Whither are we moving now? Away from all suns? Are we not plunging continually? Backward, sideward, forward, in all directions? Is there any up or down left? Are we not straying as through an infinite nothing? Do we not feel the breath of empty space? Has it not become colder?

From Nietzsche’s Parable of the Madman

Honest About Being Dead

I saw my friend Gord last night. He died some two years ago and looked almost happy in spite of the pain, knowing he wasn’t really there. I told him that I respected him for that, being so honest about being dead and then realized I shouldn’t have said that. I changed the topic to how I was still afraid of the dark and that I didn’t know how to work through my hate. I just wasn’t big enough for that.

And then Gord was gone or was in the hallway getting his coat, and I had to get to Abbotsford for a job interview and was waiting for a bus and then watching a school play, hiding in someone else’s bed, waiting for the food to be delivered, still mad about everything but glad I wasn’t dead.

I Remember Being There

The sounds of being there. That is when I remember. Remember when. That was when. I was there. It is not some other thing. I was there. It was where I thought of everything, where I dreamed of a wheel of space and time just above me. I was there. That is the thing. I was there. I remember it exactly as it was. Remarkable is the word.

Anyway, I was there. I wanted to stay exactly like that except I was cold and tired. I was thinking I wanted to go home and just be there. And everything would be all right. And so I did that and now it is just how I remember that best.

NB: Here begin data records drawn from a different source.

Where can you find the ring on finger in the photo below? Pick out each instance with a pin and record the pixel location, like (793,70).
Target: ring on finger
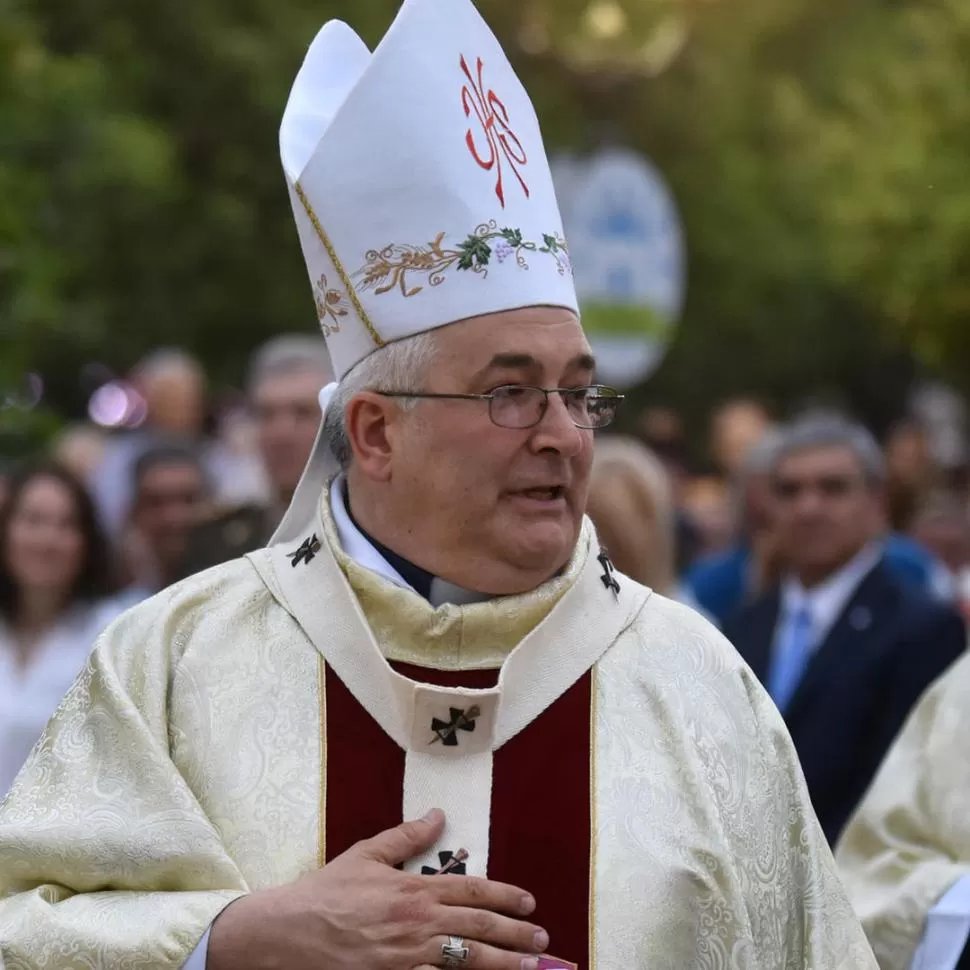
(454,953)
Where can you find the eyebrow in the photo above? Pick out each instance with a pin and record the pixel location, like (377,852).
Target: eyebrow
(524,361)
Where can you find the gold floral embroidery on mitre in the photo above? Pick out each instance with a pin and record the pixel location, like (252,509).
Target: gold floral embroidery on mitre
(331,304)
(398,263)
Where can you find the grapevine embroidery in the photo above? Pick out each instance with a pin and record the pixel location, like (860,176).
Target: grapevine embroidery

Dostoevksy’s “Eyes Flashing”

It’s the eyes in Dostoevsky’s Crime and Punishment:

“And do you know what?” Raskolnikov cried out, raising himself on his pillow and looking point blank at him with piercing, glittering eyes. “Do you know what?”

“But to torment me and laugh in my face, that I will not allow!” His lips trembled all at once, his eyes lit up in a fury, and his hitherto restrained voice rang out. “I will not allow it, sir!”

You’re lying!” Rage shone in Dunya’s eyes. “You’re lying, slanderer!” She raised the revolver and, deathly pale, her white lower lip trembling, her black eyes flashing like fire, looked at him, having made up her mind.

It was as if fire flashed in his extinguished eyes, as if he were pleased to think there was still pride in him. The silence lasted for two minutes.

Excerpted from Fyodor Dostoevsky’s Crime and Punishment. (Pevear/Volokhonsky translation)

Dostoevsky’s Pestilence

In Raskolnikov’s illness he had dreamed that the whole world was doomed to fall victim to some terrible yet unknown and unseen pestilence, spreading to Europe from the depths of Asia. Everyone was to perish, except for certain, very few chosen ones. Some new trichinae had appeared, microscopic creatures that lodged themselves in men’s bodies.

Entire settlements, entire cities and nations would be infected and go mad. Everyone became anxious and no one understood anyone else. Each thought the truth was contained in himself alone and suffered looking at others.*

This pestilence cited at the end of Dostoevsky’s Crime and Punishment is a spiritual one, that of nihilism sweeping the world.